Appellante had op 26 februari 2005 vergoeding gevraagd voor gemaakte onkosten, waaronder € 434,80 voor ambulancevervoer. Verweerster weigerde deze vergoeding, omdat appellante niet had aangetoond waarom het ambulancevervoer noodzakelijk was. Tijdens de zitting op 22 maart 2007 werd echter duidelijk dat het vervoer per ambulance noodzakelijk was na een CVA dat appellante had doorgemaakt op 7 januari 2005. Verweerster stelde echter dat er geen verband was tussen dit CVA en de vervolging, waardoor de kosten niet vergoed konden worden.
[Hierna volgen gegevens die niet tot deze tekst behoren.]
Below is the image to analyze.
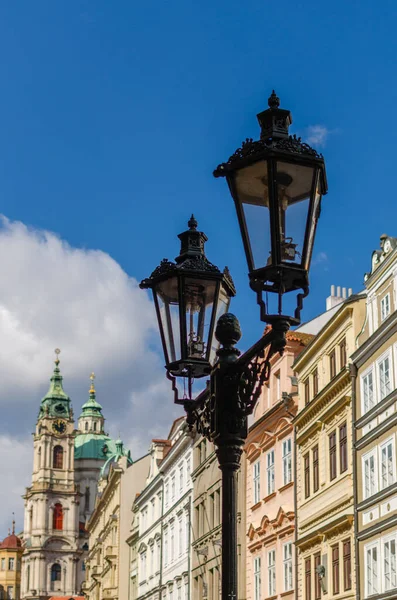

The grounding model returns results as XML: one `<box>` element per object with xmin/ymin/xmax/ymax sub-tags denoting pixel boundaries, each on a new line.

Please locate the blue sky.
<box><xmin>0</xmin><ymin>0</ymin><xmax>396</xmax><ymax>535</ymax></box>
<box><xmin>0</xmin><ymin>0</ymin><xmax>396</xmax><ymax>344</ymax></box>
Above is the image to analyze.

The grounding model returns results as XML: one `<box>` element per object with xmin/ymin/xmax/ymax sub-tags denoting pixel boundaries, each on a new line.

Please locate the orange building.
<box><xmin>245</xmin><ymin>330</ymin><xmax>311</xmax><ymax>600</ymax></box>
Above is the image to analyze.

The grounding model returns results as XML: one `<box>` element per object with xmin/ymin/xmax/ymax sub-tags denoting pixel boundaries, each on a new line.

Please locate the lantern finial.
<box><xmin>188</xmin><ymin>214</ymin><xmax>198</xmax><ymax>230</ymax></box>
<box><xmin>268</xmin><ymin>90</ymin><xmax>280</xmax><ymax>109</ymax></box>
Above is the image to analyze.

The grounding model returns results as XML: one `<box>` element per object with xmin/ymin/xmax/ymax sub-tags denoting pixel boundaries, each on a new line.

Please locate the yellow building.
<box><xmin>351</xmin><ymin>234</ymin><xmax>397</xmax><ymax>600</ymax></box>
<box><xmin>0</xmin><ymin>521</ymin><xmax>23</xmax><ymax>600</ymax></box>
<box><xmin>83</xmin><ymin>445</ymin><xmax>149</xmax><ymax>600</ymax></box>
<box><xmin>294</xmin><ymin>291</ymin><xmax>366</xmax><ymax>600</ymax></box>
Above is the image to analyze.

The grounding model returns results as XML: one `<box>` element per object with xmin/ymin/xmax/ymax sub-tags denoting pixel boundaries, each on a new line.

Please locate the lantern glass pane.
<box><xmin>185</xmin><ymin>278</ymin><xmax>217</xmax><ymax>361</ymax></box>
<box><xmin>234</xmin><ymin>161</ymin><xmax>272</xmax><ymax>270</ymax></box>
<box><xmin>276</xmin><ymin>161</ymin><xmax>314</xmax><ymax>265</ymax></box>
<box><xmin>209</xmin><ymin>283</ymin><xmax>231</xmax><ymax>365</ymax></box>
<box><xmin>304</xmin><ymin>174</ymin><xmax>322</xmax><ymax>270</ymax></box>
<box><xmin>156</xmin><ymin>277</ymin><xmax>181</xmax><ymax>364</ymax></box>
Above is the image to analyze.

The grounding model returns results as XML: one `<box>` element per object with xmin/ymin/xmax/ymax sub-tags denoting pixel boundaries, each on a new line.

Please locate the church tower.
<box><xmin>21</xmin><ymin>351</ymin><xmax>81</xmax><ymax>599</ymax></box>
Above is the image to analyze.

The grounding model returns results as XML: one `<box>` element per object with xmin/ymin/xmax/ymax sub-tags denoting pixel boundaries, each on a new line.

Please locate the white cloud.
<box><xmin>0</xmin><ymin>216</ymin><xmax>176</xmax><ymax>536</ymax></box>
<box><xmin>305</xmin><ymin>125</ymin><xmax>330</xmax><ymax>148</ymax></box>
<box><xmin>312</xmin><ymin>251</ymin><xmax>328</xmax><ymax>266</ymax></box>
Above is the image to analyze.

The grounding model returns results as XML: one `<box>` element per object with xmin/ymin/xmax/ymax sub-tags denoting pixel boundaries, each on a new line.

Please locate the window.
<box><xmin>314</xmin><ymin>553</ymin><xmax>321</xmax><ymax>600</ymax></box>
<box><xmin>85</xmin><ymin>422</ymin><xmax>88</xmax><ymax>431</ymax></box>
<box><xmin>381</xmin><ymin>293</ymin><xmax>391</xmax><ymax>322</ymax></box>
<box><xmin>304</xmin><ymin>453</ymin><xmax>310</xmax><ymax>498</ymax></box>
<box><xmin>179</xmin><ymin>464</ymin><xmax>184</xmax><ymax>492</ymax></box>
<box><xmin>170</xmin><ymin>523</ymin><xmax>175</xmax><ymax>559</ymax></box>
<box><xmin>51</xmin><ymin>563</ymin><xmax>61</xmax><ymax>582</ymax></box>
<box><xmin>305</xmin><ymin>557</ymin><xmax>311</xmax><ymax>600</ymax></box>
<box><xmin>171</xmin><ymin>474</ymin><xmax>176</xmax><ymax>501</ymax></box>
<box><xmin>339</xmin><ymin>422</ymin><xmax>348</xmax><ymax>473</ymax></box>
<box><xmin>53</xmin><ymin>445</ymin><xmax>64</xmax><ymax>469</ymax></box>
<box><xmin>282</xmin><ymin>438</ymin><xmax>292</xmax><ymax>485</ymax></box>
<box><xmin>151</xmin><ymin>498</ymin><xmax>156</xmax><ymax>521</ymax></box>
<box><xmin>363</xmin><ymin>449</ymin><xmax>378</xmax><ymax>499</ymax></box>
<box><xmin>329</xmin><ymin>349</ymin><xmax>336</xmax><ymax>379</ymax></box>
<box><xmin>0</xmin><ymin>559</ymin><xmax>4</xmax><ymax>571</ymax></box>
<box><xmin>304</xmin><ymin>380</ymin><xmax>310</xmax><ymax>405</ymax></box>
<box><xmin>253</xmin><ymin>557</ymin><xmax>261</xmax><ymax>600</ymax></box>
<box><xmin>8</xmin><ymin>559</ymin><xmax>14</xmax><ymax>571</ymax></box>
<box><xmin>53</xmin><ymin>503</ymin><xmax>63</xmax><ymax>530</ymax></box>
<box><xmin>165</xmin><ymin>482</ymin><xmax>169</xmax><ymax>508</ymax></box>
<box><xmin>362</xmin><ymin>369</ymin><xmax>375</xmax><ymax>414</ymax></box>
<box><xmin>283</xmin><ymin>542</ymin><xmax>293</xmax><ymax>592</ymax></box>
<box><xmin>329</xmin><ymin>431</ymin><xmax>337</xmax><ymax>480</ymax></box>
<box><xmin>93</xmin><ymin>422</ymin><xmax>97</xmax><ymax>431</ymax></box>
<box><xmin>313</xmin><ymin>368</ymin><xmax>318</xmax><ymax>397</ymax></box>
<box><xmin>186</xmin><ymin>456</ymin><xmax>191</xmax><ymax>478</ymax></box>
<box><xmin>178</xmin><ymin>517</ymin><xmax>183</xmax><ymax>556</ymax></box>
<box><xmin>268</xmin><ymin>550</ymin><xmax>276</xmax><ymax>596</ymax></box>
<box><xmin>140</xmin><ymin>551</ymin><xmax>147</xmax><ymax>582</ymax></box>
<box><xmin>380</xmin><ymin>438</ymin><xmax>395</xmax><ymax>489</ymax></box>
<box><xmin>332</xmin><ymin>545</ymin><xmax>340</xmax><ymax>594</ymax></box>
<box><xmin>340</xmin><ymin>338</ymin><xmax>347</xmax><ymax>369</ymax></box>
<box><xmin>365</xmin><ymin>543</ymin><xmax>379</xmax><ymax>596</ymax></box>
<box><xmin>313</xmin><ymin>446</ymin><xmax>319</xmax><ymax>493</ymax></box>
<box><xmin>6</xmin><ymin>587</ymin><xmax>13</xmax><ymax>600</ymax></box>
<box><xmin>379</xmin><ymin>355</ymin><xmax>391</xmax><ymax>400</ymax></box>
<box><xmin>383</xmin><ymin>536</ymin><xmax>397</xmax><ymax>591</ymax></box>
<box><xmin>38</xmin><ymin>446</ymin><xmax>41</xmax><ymax>468</ymax></box>
<box><xmin>266</xmin><ymin>450</ymin><xmax>275</xmax><ymax>495</ymax></box>
<box><xmin>343</xmin><ymin>539</ymin><xmax>351</xmax><ymax>591</ymax></box>
<box><xmin>253</xmin><ymin>461</ymin><xmax>261</xmax><ymax>504</ymax></box>
<box><xmin>275</xmin><ymin>371</ymin><xmax>281</xmax><ymax>400</ymax></box>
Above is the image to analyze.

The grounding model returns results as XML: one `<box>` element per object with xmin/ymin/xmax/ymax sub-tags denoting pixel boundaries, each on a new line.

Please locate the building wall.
<box><xmin>191</xmin><ymin>436</ymin><xmax>246</xmax><ymax>600</ymax></box>
<box><xmin>245</xmin><ymin>333</ymin><xmax>309</xmax><ymax>600</ymax></box>
<box><xmin>294</xmin><ymin>296</ymin><xmax>365</xmax><ymax>600</ymax></box>
<box><xmin>351</xmin><ymin>235</ymin><xmax>397</xmax><ymax>600</ymax></box>
<box><xmin>0</xmin><ymin>548</ymin><xmax>23</xmax><ymax>600</ymax></box>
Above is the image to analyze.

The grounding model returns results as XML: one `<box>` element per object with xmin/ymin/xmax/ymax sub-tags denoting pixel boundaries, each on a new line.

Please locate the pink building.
<box><xmin>245</xmin><ymin>331</ymin><xmax>311</xmax><ymax>600</ymax></box>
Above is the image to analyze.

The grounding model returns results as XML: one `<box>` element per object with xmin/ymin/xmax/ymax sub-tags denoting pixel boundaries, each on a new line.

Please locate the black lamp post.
<box><xmin>140</xmin><ymin>91</ymin><xmax>327</xmax><ymax>599</ymax></box>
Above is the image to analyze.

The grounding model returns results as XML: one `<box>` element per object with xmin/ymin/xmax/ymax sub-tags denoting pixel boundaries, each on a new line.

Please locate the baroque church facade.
<box><xmin>21</xmin><ymin>352</ymin><xmax>131</xmax><ymax>600</ymax></box>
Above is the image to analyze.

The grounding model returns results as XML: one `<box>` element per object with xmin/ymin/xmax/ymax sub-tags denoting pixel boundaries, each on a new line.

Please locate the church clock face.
<box><xmin>52</xmin><ymin>419</ymin><xmax>67</xmax><ymax>435</ymax></box>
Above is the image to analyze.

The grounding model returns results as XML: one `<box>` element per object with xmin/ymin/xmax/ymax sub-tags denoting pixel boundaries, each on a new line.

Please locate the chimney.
<box><xmin>326</xmin><ymin>284</ymin><xmax>351</xmax><ymax>310</ymax></box>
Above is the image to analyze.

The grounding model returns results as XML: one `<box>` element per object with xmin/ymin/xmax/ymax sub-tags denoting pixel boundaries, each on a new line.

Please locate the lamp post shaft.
<box><xmin>217</xmin><ymin>444</ymin><xmax>243</xmax><ymax>599</ymax></box>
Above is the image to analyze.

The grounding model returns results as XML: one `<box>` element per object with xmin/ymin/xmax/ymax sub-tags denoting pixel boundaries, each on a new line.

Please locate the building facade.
<box><xmin>294</xmin><ymin>292</ymin><xmax>365</xmax><ymax>600</ymax></box>
<box><xmin>21</xmin><ymin>356</ymin><xmax>130</xmax><ymax>600</ymax></box>
<box><xmin>0</xmin><ymin>522</ymin><xmax>23</xmax><ymax>600</ymax></box>
<box><xmin>245</xmin><ymin>330</ymin><xmax>311</xmax><ymax>600</ymax></box>
<box><xmin>131</xmin><ymin>418</ymin><xmax>195</xmax><ymax>600</ymax></box>
<box><xmin>351</xmin><ymin>234</ymin><xmax>397</xmax><ymax>600</ymax></box>
<box><xmin>191</xmin><ymin>435</ymin><xmax>246</xmax><ymax>600</ymax></box>
<box><xmin>83</xmin><ymin>449</ymin><xmax>147</xmax><ymax>600</ymax></box>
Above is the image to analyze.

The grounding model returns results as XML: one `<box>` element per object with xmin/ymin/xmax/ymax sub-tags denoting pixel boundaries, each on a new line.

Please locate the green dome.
<box><xmin>38</xmin><ymin>354</ymin><xmax>72</xmax><ymax>421</ymax></box>
<box><xmin>74</xmin><ymin>433</ymin><xmax>117</xmax><ymax>461</ymax></box>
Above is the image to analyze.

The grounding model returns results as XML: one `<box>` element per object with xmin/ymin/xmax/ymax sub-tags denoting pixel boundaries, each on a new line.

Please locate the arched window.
<box><xmin>51</xmin><ymin>563</ymin><xmax>61</xmax><ymax>582</ymax></box>
<box><xmin>93</xmin><ymin>422</ymin><xmax>97</xmax><ymax>432</ymax></box>
<box><xmin>85</xmin><ymin>422</ymin><xmax>88</xmax><ymax>432</ymax></box>
<box><xmin>38</xmin><ymin>447</ymin><xmax>41</xmax><ymax>468</ymax></box>
<box><xmin>53</xmin><ymin>504</ymin><xmax>63</xmax><ymax>530</ymax></box>
<box><xmin>53</xmin><ymin>446</ymin><xmax>63</xmax><ymax>469</ymax></box>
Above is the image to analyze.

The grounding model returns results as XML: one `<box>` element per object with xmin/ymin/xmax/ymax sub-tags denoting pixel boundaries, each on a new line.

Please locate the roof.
<box><xmin>74</xmin><ymin>432</ymin><xmax>119</xmax><ymax>461</ymax></box>
<box><xmin>38</xmin><ymin>355</ymin><xmax>72</xmax><ymax>421</ymax></box>
<box><xmin>0</xmin><ymin>533</ymin><xmax>22</xmax><ymax>549</ymax></box>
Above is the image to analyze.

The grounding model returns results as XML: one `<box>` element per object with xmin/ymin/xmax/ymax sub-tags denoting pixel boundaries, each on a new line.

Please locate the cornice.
<box><xmin>351</xmin><ymin>310</ymin><xmax>397</xmax><ymax>367</ymax></box>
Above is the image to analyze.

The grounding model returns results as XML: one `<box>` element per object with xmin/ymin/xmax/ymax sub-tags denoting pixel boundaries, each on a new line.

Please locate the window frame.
<box><xmin>267</xmin><ymin>549</ymin><xmax>276</xmax><ymax>597</ymax></box>
<box><xmin>283</xmin><ymin>542</ymin><xmax>293</xmax><ymax>592</ymax></box>
<box><xmin>340</xmin><ymin>338</ymin><xmax>347</xmax><ymax>369</ymax></box>
<box><xmin>365</xmin><ymin>540</ymin><xmax>380</xmax><ymax>598</ymax></box>
<box><xmin>266</xmin><ymin>450</ymin><xmax>275</xmax><ymax>496</ymax></box>
<box><xmin>304</xmin><ymin>453</ymin><xmax>310</xmax><ymax>499</ymax></box>
<box><xmin>332</xmin><ymin>544</ymin><xmax>340</xmax><ymax>595</ymax></box>
<box><xmin>379</xmin><ymin>436</ymin><xmax>396</xmax><ymax>490</ymax></box>
<box><xmin>377</xmin><ymin>349</ymin><xmax>393</xmax><ymax>402</ymax></box>
<box><xmin>361</xmin><ymin>365</ymin><xmax>375</xmax><ymax>416</ymax></box>
<box><xmin>313</xmin><ymin>445</ymin><xmax>319</xmax><ymax>493</ymax></box>
<box><xmin>381</xmin><ymin>292</ymin><xmax>391</xmax><ymax>322</ymax></box>
<box><xmin>305</xmin><ymin>557</ymin><xmax>311</xmax><ymax>600</ymax></box>
<box><xmin>362</xmin><ymin>447</ymin><xmax>378</xmax><ymax>500</ymax></box>
<box><xmin>329</xmin><ymin>430</ymin><xmax>337</xmax><ymax>481</ymax></box>
<box><xmin>313</xmin><ymin>367</ymin><xmax>318</xmax><ymax>397</ymax></box>
<box><xmin>329</xmin><ymin>348</ymin><xmax>336</xmax><ymax>380</ymax></box>
<box><xmin>314</xmin><ymin>552</ymin><xmax>321</xmax><ymax>600</ymax></box>
<box><xmin>253</xmin><ymin>556</ymin><xmax>261</xmax><ymax>600</ymax></box>
<box><xmin>282</xmin><ymin>438</ymin><xmax>292</xmax><ymax>486</ymax></box>
<box><xmin>253</xmin><ymin>460</ymin><xmax>261</xmax><ymax>504</ymax></box>
<box><xmin>339</xmin><ymin>422</ymin><xmax>348</xmax><ymax>474</ymax></box>
<box><xmin>304</xmin><ymin>379</ymin><xmax>310</xmax><ymax>405</ymax></box>
<box><xmin>382</xmin><ymin>532</ymin><xmax>397</xmax><ymax>592</ymax></box>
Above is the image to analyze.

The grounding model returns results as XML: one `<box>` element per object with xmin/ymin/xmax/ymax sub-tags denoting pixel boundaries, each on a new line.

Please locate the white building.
<box><xmin>132</xmin><ymin>418</ymin><xmax>195</xmax><ymax>600</ymax></box>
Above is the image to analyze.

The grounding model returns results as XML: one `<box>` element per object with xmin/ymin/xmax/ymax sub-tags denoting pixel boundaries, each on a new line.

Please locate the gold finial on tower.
<box><xmin>54</xmin><ymin>348</ymin><xmax>61</xmax><ymax>366</ymax></box>
<box><xmin>89</xmin><ymin>372</ymin><xmax>96</xmax><ymax>394</ymax></box>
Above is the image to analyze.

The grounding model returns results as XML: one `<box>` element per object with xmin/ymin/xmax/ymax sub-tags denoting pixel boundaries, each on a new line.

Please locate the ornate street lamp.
<box><xmin>214</xmin><ymin>90</ymin><xmax>327</xmax><ymax>323</ymax></box>
<box><xmin>140</xmin><ymin>91</ymin><xmax>327</xmax><ymax>600</ymax></box>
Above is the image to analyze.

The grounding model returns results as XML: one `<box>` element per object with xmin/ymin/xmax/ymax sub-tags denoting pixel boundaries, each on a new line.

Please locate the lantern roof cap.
<box><xmin>140</xmin><ymin>217</ymin><xmax>236</xmax><ymax>296</ymax></box>
<box><xmin>213</xmin><ymin>90</ymin><xmax>325</xmax><ymax>179</ymax></box>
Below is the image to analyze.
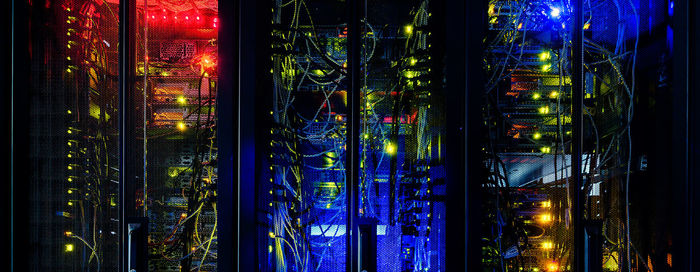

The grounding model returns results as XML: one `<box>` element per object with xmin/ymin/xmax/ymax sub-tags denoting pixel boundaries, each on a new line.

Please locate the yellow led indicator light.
<box><xmin>65</xmin><ymin>244</ymin><xmax>74</xmax><ymax>252</ymax></box>
<box><xmin>64</xmin><ymin>231</ymin><xmax>73</xmax><ymax>237</ymax></box>
<box><xmin>533</xmin><ymin>132</ymin><xmax>542</xmax><ymax>140</ymax></box>
<box><xmin>539</xmin><ymin>51</ymin><xmax>550</xmax><ymax>61</ymax></box>
<box><xmin>404</xmin><ymin>24</ymin><xmax>413</xmax><ymax>36</ymax></box>
<box><xmin>541</xmin><ymin>64</ymin><xmax>552</xmax><ymax>72</ymax></box>
<box><xmin>542</xmin><ymin>241</ymin><xmax>554</xmax><ymax>249</ymax></box>
<box><xmin>385</xmin><ymin>142</ymin><xmax>397</xmax><ymax>155</ymax></box>
<box><xmin>177</xmin><ymin>96</ymin><xmax>187</xmax><ymax>104</ymax></box>
<box><xmin>177</xmin><ymin>121</ymin><xmax>187</xmax><ymax>131</ymax></box>
<box><xmin>539</xmin><ymin>213</ymin><xmax>552</xmax><ymax>223</ymax></box>
<box><xmin>540</xmin><ymin>146</ymin><xmax>551</xmax><ymax>153</ymax></box>
<box><xmin>538</xmin><ymin>106</ymin><xmax>550</xmax><ymax>114</ymax></box>
<box><xmin>532</xmin><ymin>93</ymin><xmax>541</xmax><ymax>100</ymax></box>
<box><xmin>409</xmin><ymin>57</ymin><xmax>418</xmax><ymax>66</ymax></box>
<box><xmin>549</xmin><ymin>91</ymin><xmax>559</xmax><ymax>98</ymax></box>
<box><xmin>404</xmin><ymin>71</ymin><xmax>417</xmax><ymax>79</ymax></box>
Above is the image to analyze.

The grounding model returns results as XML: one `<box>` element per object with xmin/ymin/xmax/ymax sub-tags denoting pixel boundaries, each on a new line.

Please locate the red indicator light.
<box><xmin>174</xmin><ymin>16</ymin><xmax>178</xmax><ymax>20</ymax></box>
<box><xmin>163</xmin><ymin>16</ymin><xmax>167</xmax><ymax>20</ymax></box>
<box><xmin>185</xmin><ymin>16</ymin><xmax>189</xmax><ymax>20</ymax></box>
<box><xmin>196</xmin><ymin>16</ymin><xmax>200</xmax><ymax>20</ymax></box>
<box><xmin>151</xmin><ymin>15</ymin><xmax>155</xmax><ymax>19</ymax></box>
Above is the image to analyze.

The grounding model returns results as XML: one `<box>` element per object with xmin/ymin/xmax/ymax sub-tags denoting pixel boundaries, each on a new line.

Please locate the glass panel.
<box><xmin>129</xmin><ymin>1</ymin><xmax>219</xmax><ymax>271</ymax></box>
<box><xmin>25</xmin><ymin>0</ymin><xmax>121</xmax><ymax>270</ymax></box>
<box><xmin>362</xmin><ymin>1</ymin><xmax>446</xmax><ymax>271</ymax></box>
<box><xmin>260</xmin><ymin>1</ymin><xmax>349</xmax><ymax>271</ymax></box>
<box><xmin>481</xmin><ymin>0</ymin><xmax>673</xmax><ymax>271</ymax></box>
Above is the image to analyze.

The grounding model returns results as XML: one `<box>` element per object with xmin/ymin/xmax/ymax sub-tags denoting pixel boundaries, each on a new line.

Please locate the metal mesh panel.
<box><xmin>128</xmin><ymin>3</ymin><xmax>219</xmax><ymax>271</ymax></box>
<box><xmin>25</xmin><ymin>1</ymin><xmax>121</xmax><ymax>271</ymax></box>
<box><xmin>481</xmin><ymin>0</ymin><xmax>671</xmax><ymax>271</ymax></box>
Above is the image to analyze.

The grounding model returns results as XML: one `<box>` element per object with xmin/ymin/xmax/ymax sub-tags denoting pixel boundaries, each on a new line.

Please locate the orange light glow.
<box><xmin>539</xmin><ymin>213</ymin><xmax>552</xmax><ymax>223</ymax></box>
<box><xmin>541</xmin><ymin>241</ymin><xmax>553</xmax><ymax>249</ymax></box>
<box><xmin>198</xmin><ymin>55</ymin><xmax>216</xmax><ymax>69</ymax></box>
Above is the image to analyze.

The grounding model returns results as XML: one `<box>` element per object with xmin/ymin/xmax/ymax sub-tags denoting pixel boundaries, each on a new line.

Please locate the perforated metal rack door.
<box><xmin>124</xmin><ymin>1</ymin><xmax>220</xmax><ymax>271</ymax></box>
<box><xmin>254</xmin><ymin>0</ymin><xmax>449</xmax><ymax>271</ymax></box>
<box><xmin>480</xmin><ymin>0</ymin><xmax>674</xmax><ymax>271</ymax></box>
<box><xmin>258</xmin><ymin>1</ymin><xmax>350</xmax><ymax>271</ymax></box>
<box><xmin>16</xmin><ymin>0</ymin><xmax>122</xmax><ymax>270</ymax></box>
<box><xmin>362</xmin><ymin>1</ymin><xmax>447</xmax><ymax>271</ymax></box>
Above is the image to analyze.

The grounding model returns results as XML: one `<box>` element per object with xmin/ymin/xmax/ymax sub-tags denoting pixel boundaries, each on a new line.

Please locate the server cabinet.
<box><xmin>12</xmin><ymin>1</ymin><xmax>122</xmax><ymax>270</ymax></box>
<box><xmin>236</xmin><ymin>0</ymin><xmax>462</xmax><ymax>271</ymax></box>
<box><xmin>122</xmin><ymin>1</ymin><xmax>221</xmax><ymax>271</ymax></box>
<box><xmin>478</xmin><ymin>0</ymin><xmax>679</xmax><ymax>271</ymax></box>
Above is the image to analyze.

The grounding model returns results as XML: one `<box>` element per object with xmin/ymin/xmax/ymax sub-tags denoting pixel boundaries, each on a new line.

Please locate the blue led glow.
<box><xmin>669</xmin><ymin>1</ymin><xmax>674</xmax><ymax>17</ymax></box>
<box><xmin>550</xmin><ymin>7</ymin><xmax>561</xmax><ymax>18</ymax></box>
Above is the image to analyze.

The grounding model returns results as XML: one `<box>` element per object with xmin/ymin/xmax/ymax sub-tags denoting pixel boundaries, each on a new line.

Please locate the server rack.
<box><xmin>10</xmin><ymin>0</ymin><xmax>223</xmax><ymax>271</ymax></box>
<box><xmin>120</xmin><ymin>1</ymin><xmax>221</xmax><ymax>271</ymax></box>
<box><xmin>235</xmin><ymin>0</ymin><xmax>474</xmax><ymax>271</ymax></box>
<box><xmin>477</xmin><ymin>0</ymin><xmax>690</xmax><ymax>272</ymax></box>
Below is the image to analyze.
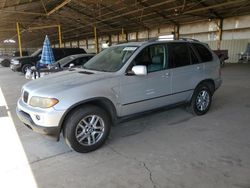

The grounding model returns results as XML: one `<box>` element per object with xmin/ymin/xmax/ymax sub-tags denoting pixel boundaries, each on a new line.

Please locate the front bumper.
<box><xmin>10</xmin><ymin>63</ymin><xmax>21</xmax><ymax>72</ymax></box>
<box><xmin>16</xmin><ymin>98</ymin><xmax>65</xmax><ymax>136</ymax></box>
<box><xmin>16</xmin><ymin>108</ymin><xmax>59</xmax><ymax>135</ymax></box>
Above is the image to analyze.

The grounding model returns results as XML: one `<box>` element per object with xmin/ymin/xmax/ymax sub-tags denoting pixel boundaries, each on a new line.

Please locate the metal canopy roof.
<box><xmin>0</xmin><ymin>0</ymin><xmax>250</xmax><ymax>47</ymax></box>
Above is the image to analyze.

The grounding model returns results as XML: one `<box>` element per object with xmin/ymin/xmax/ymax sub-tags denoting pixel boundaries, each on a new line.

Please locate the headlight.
<box><xmin>11</xmin><ymin>60</ymin><xmax>20</xmax><ymax>65</ymax></box>
<box><xmin>29</xmin><ymin>96</ymin><xmax>59</xmax><ymax>108</ymax></box>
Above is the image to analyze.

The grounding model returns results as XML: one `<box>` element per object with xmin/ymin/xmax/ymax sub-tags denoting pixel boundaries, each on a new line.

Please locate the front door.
<box><xmin>119</xmin><ymin>44</ymin><xmax>172</xmax><ymax>116</ymax></box>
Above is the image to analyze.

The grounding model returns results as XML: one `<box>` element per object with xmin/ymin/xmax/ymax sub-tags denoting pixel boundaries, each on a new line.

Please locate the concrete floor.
<box><xmin>0</xmin><ymin>64</ymin><xmax>250</xmax><ymax>188</ymax></box>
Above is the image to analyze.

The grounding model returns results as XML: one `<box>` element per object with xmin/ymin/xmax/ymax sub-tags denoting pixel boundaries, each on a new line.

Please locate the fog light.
<box><xmin>36</xmin><ymin>115</ymin><xmax>40</xmax><ymax>120</ymax></box>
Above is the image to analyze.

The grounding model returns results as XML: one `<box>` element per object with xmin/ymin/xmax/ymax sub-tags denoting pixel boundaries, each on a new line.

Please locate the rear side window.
<box><xmin>169</xmin><ymin>43</ymin><xmax>190</xmax><ymax>68</ymax></box>
<box><xmin>64</xmin><ymin>48</ymin><xmax>86</xmax><ymax>56</ymax></box>
<box><xmin>53</xmin><ymin>49</ymin><xmax>65</xmax><ymax>60</ymax></box>
<box><xmin>192</xmin><ymin>43</ymin><xmax>213</xmax><ymax>62</ymax></box>
<box><xmin>189</xmin><ymin>46</ymin><xmax>200</xmax><ymax>64</ymax></box>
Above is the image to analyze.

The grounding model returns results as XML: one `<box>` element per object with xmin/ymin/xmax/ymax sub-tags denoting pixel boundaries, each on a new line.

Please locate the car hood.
<box><xmin>13</xmin><ymin>56</ymin><xmax>34</xmax><ymax>61</ymax></box>
<box><xmin>23</xmin><ymin>69</ymin><xmax>113</xmax><ymax>96</ymax></box>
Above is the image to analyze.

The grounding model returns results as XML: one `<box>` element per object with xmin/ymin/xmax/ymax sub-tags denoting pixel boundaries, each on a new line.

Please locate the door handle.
<box><xmin>165</xmin><ymin>72</ymin><xmax>169</xmax><ymax>76</ymax></box>
<box><xmin>197</xmin><ymin>66</ymin><xmax>200</xmax><ymax>70</ymax></box>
De Centrale Raad van Beroep heeft de opvatting van verweerster onderschreven en geconcludeerd dat de kosten van ambulancevervoer niet in verband staan met de uit de vervolging voortvloeiende ziekten of gebreken. De Raad heeft geen aanleiding gezien om af te wijken van eerdere uitspraken en heeft het beroep van appellante ongegrond verklaard. De uitspraak werd gedaan door een meervoudige kamer, met A. Beuker-Tilstra als voorzitter en G.L.M.J. Stevens en H.R. Geerling-Brouwer als leden, in aanwezigheid van griffier W.M. Szabo.